Wednesday, April 23, 11:00 - 12:00 p.m., Room 210 Hallowell, CG623

Abstract

With meters of DNA crammed into each microscopic nuclease, the intermolecular forces involved in packing and unpacking a genome are important regulators of gene expression. We directly measured DNA packing forces in a simplified genome at the single-molecule level. Our magnetic tweezers measurements allow us to delineate the biologically relevant roles of osmotic pressure, cation composition, and mechanics on DNA packing. At equilibrium, all of these influences tie together beautifully via a Gibbs-Duhem equation. Analysis of the electrolyte dependence of these forces helps us choose an effective polyelectrolyte model for DNA and illuminates the elusive mechanism for counterion-induced attractions between like-charged objects. Future work leans toward understanding the role of chromatin packing forces in eukaryotic (e.g. human) gene regulation.

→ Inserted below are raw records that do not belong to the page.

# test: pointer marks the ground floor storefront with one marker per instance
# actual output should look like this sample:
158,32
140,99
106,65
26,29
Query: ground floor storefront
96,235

Student Presentations: Lujia Gao, Brett Weaver, Kathryn Richards

Friday, April 25, 12:00 - 1:00 p.m., Room 210 Hallowell, CG624E Hershey

"Measurement of the Permeability of the Endothelial Glycocalyx Using Indicator Dilution Techniques"

Lujia Gao

Abstract

A New method is presented to quantify changes in the permeability of the endothelial glycocalyx to solutes and fluid flow using techniques of indicator dilution. The endothelial cell surface glycocalyx is a proteoglycan based carbohydrate-rich layer, functioning as a barrier to cell adhesion and transvascular exchanges of water and solutes and serving as a depository for receptors of the thrombotic processes, intercellular signaling and more. Several studies have observed that during pathological conditions, the endothelial glycocalyx may be degraded, as for example, in inflammation, diabetes and hypercholesterolemia. The present study used a combination of in vivo experiments and computer simulations to quantitatively measure the barrier function to transvascular exchange without disturbing its structure and functions. Using the indicator dilution technique, a bolus of fluorescent solute FITC was introduced into the rat mesenteric circulation. The transient dispersion of the bolus through post-capillary venule is recorded and analyzed offline. To represent dispersion of the solute as a function of radial position in a microvessel, virtual transit time (VTT) was calculated from the first moment of intensity-time curves. The computer simulation and subsequent in vivo measurements showed that the radial gradient of VTT over the glycocalyx layer (IP-EC DVTT/Dr) positively correlates with hydraulic hindrance in the layer along the axial direction. Following an artificial induced local inflammation by 10-7 M fMLP-Ringer solution, the IP-EC DVTT/Dr exhibits a significant decrease from 0.229±0.082 sec/ m to 0.183±0.086 sec/ m. From computer simulations, the IP-EC DVTT/Dr was found to be governed by three independent variables: the thickness (d), the hydraulic resistivity of the glycocalyx (Kr) and the effective diffusion coefficient of the solute (Deff). Thus changes of the endothelial glycocalyx were mapped to changes in d, Kr and Deff. Results of the present study provide a technique for assessing alteration of the native endothelial glycocalyx and delineating the shedding process and its anisotropic structure.

 

 

Brett Weaver

Abstract

 

"Platelet Activation Levels in Animal Implant Studies"

Kathryn Richards

Abstract

Platelets can become activated in vivo by traumatic events such as increased sheer rates or contact with synthetic material surfaces. This events can trigger platelet activation and may lead to platelet aggregation and thrombosis. In this study we assess platelet activation levels in a sham surgery as a background for use in assessing platelet response to ventricular assist devices. Upon platelet activation, CD63 is translocated to the surface of platelets. A monoclonal antibody against CD63 was used to label activated platelets while a polyclonal antibody against GPIIbIIIa (the platelet integrin receptor) was used to label all platelets. Flow cytometry was used to determine platelet activation levels following surgery by calculating the activation % as the number of platelets expressing CD63 divided by the total number of platelets. Results showed a substantial increase in platelet activation following the sham surgery, with a return to baseline activation levels 1.5-3 weeks after surgery. Furthermore, other stress events were also found to lead to increases in platelet activation. These results offer understanding into the dynamic hematological environment and are critical in assessing response to implanted devices.

 

"Microfabricated Platforms for Stem Cell Research"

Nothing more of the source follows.